2. Horizontal Timeline Visualization
Timeline Layout Concept
Time → 0ms 100ms 250ms 400ms [ongoing]
| | | |
StepA [████]
|
├─ 🗄️ StateOp(get): user.email (25ms)
├─ 📡 EmitOp: user.validated → StepB
└─ ✓ Complete: 95ms
|
v
StepB [████████]
| |
├─ 🗄️ StateOp(set): validation.result (15ms)

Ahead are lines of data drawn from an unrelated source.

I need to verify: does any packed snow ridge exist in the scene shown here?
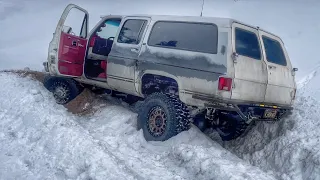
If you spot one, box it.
[0,73,320,180]
[0,73,274,180]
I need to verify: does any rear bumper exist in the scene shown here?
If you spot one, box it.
[192,95,293,124]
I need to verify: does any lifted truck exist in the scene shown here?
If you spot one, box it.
[44,4,297,141]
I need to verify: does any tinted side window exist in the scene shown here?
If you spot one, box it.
[235,28,261,60]
[148,22,218,54]
[118,19,147,44]
[262,36,287,66]
[96,19,121,39]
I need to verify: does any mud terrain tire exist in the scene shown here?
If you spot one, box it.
[216,115,249,141]
[43,76,83,105]
[138,93,191,141]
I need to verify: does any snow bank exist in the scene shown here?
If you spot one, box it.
[0,73,274,180]
[224,70,320,179]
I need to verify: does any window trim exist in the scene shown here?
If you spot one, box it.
[90,18,122,38]
[147,20,219,54]
[117,18,148,45]
[234,27,263,61]
[261,35,288,67]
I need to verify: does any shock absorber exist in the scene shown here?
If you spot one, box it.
[205,107,219,126]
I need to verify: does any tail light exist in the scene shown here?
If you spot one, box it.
[291,89,297,100]
[218,77,232,91]
[89,36,96,47]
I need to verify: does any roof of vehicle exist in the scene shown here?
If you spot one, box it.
[101,14,282,41]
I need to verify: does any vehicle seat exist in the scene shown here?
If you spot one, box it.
[98,61,107,78]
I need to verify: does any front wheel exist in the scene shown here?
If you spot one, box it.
[138,93,191,141]
[43,76,82,104]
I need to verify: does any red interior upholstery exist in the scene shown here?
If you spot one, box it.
[98,61,107,78]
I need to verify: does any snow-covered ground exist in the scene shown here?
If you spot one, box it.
[0,68,320,180]
[0,73,275,180]
[223,66,320,180]
[0,0,320,180]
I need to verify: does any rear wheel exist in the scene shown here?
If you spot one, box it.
[138,93,190,141]
[43,76,82,104]
[215,113,248,141]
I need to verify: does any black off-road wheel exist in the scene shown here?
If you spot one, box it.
[43,76,83,105]
[138,93,191,141]
[216,113,249,141]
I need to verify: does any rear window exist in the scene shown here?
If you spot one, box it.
[148,22,218,54]
[262,36,287,66]
[235,28,261,60]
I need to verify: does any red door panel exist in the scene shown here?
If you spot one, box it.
[58,32,87,76]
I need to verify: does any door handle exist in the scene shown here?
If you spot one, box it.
[231,52,239,63]
[72,41,77,46]
[268,65,277,69]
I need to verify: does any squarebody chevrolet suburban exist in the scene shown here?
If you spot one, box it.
[44,4,297,141]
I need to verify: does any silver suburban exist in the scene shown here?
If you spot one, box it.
[44,4,297,141]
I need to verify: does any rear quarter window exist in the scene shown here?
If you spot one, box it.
[262,36,287,66]
[235,28,261,60]
[148,21,218,54]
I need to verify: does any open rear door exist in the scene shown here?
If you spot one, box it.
[48,4,89,77]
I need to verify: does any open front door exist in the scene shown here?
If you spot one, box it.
[48,4,89,77]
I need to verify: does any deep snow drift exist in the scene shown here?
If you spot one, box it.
[220,66,320,180]
[0,73,275,180]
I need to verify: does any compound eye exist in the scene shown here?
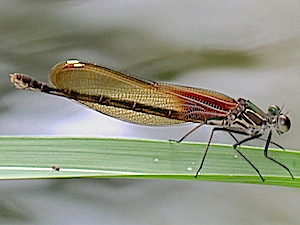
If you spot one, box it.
[268,105,281,116]
[278,115,291,133]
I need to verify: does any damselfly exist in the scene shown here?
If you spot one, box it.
[10,60,293,181]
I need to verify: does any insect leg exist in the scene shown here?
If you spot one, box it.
[264,131,294,179]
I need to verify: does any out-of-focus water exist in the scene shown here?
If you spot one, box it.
[0,0,300,224]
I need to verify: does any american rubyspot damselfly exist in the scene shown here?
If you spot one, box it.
[10,60,293,181]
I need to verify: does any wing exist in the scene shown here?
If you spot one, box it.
[49,60,237,125]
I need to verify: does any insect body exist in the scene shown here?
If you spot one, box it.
[11,60,293,180]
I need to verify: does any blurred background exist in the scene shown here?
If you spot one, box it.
[0,0,300,225]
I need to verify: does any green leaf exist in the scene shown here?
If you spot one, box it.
[0,137,300,187]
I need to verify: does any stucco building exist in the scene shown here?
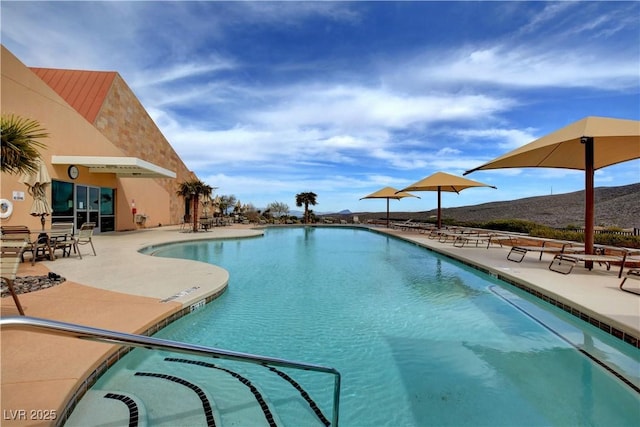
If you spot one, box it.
[0,46,197,232]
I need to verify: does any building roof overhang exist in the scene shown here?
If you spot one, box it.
[51,156,176,178]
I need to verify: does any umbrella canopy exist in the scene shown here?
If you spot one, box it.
[20,160,52,230]
[400,172,496,228]
[464,117,640,254]
[360,187,420,228]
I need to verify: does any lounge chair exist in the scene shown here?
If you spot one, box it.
[549,246,630,278]
[620,268,640,295]
[507,238,584,262]
[180,215,193,231]
[73,222,96,259]
[391,219,413,231]
[453,232,512,249]
[0,240,28,316]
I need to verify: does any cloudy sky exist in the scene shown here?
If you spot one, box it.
[1,0,640,212]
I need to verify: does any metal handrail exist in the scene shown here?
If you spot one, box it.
[0,316,341,427]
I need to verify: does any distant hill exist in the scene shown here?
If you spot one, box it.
[338,183,640,228]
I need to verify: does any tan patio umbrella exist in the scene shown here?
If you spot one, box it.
[20,160,52,230]
[400,172,496,228]
[360,187,420,228]
[464,117,640,254]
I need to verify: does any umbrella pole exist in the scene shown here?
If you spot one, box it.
[581,137,595,267]
[387,197,389,228]
[438,186,442,230]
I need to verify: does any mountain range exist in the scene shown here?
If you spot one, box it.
[332,183,640,228]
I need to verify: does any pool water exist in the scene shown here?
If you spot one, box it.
[119,227,640,426]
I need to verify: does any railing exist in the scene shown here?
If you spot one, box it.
[0,316,341,427]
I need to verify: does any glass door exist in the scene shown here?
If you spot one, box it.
[76,185,100,233]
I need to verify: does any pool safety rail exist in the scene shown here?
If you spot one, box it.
[0,316,341,426]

├─ 🌊 StreamOp: users.create (35ms)
├─ 📡 EmitOp: user.saved → StepC
└─ ✓ Complete: 155ms
|
v
StepC [██████]
| |
├─ 🌊 StreamOp: emails.queue (20ms)
└─ ✓ Complete: 75ms
UI Component Architecture
TracesPage
├── TracesList (1/3 width)
│ ├── TraceSearch
│ ├── TraceFilters
│ └── TraceItems[]
│ └── TraceListItem
│ ├── Status Indicator
│ ├── Duration & Steps
│ └── Flow Information
└── TraceTimeline (2/3 width)
├── TimelineHeader
│ ├── TraceMetadata
│ └── TimeAxis
└── TimelineBody
└── StepRow[]
├── StepLabel
├── StepExecutionBar
├── OperationBadges[]
└── DurationInfo
3. Real-time Integration Architecture
Workbench Flow Status
┌─────────────────────────────────────────────────────────────────┐
│ User Registration Flow │
├─────────────────────────────────────────────────────────────────┤
│ │
│ validate-user ────→ save-user ────→ send-email │
│ 🟢 2 🟡 1 ⚪ 0 │
│ (2 running) (1 running) (waiting) │
│ │
│ 📊 Live Stats: │
│ • Active traces: 3 │
│ • Avg duration: 245ms │
│ • Success rate: 98.5% │
│ │
└─────────────────────────────────────────────────────────────────┘
Real-time Update Flow
Step Execution
│
▼
Enhanced Logging ─────► ObservabilityEvent
│ │
▼ ▼
Log Stream ──────────► TraceBuilder
│ │
▼ ▼
WebSocket ────────────► UI Updates
│ │
▼ ▼
Live Status ──────────► Timeline Animation
Integration Points
1. Enhanced Logging Integration
- Extend existing
call-step-file.tswith structured observability events - Leverage current logging infrastructure without major changes
- Add operation tracking for state, emit, and stream operations
- Maintain backward compatibility with existing log systems
2. TraceBuilder Service
- Aggregate log events into meaningful trace objects
- Maintain in-memory cache of recent traces (LRU eviction)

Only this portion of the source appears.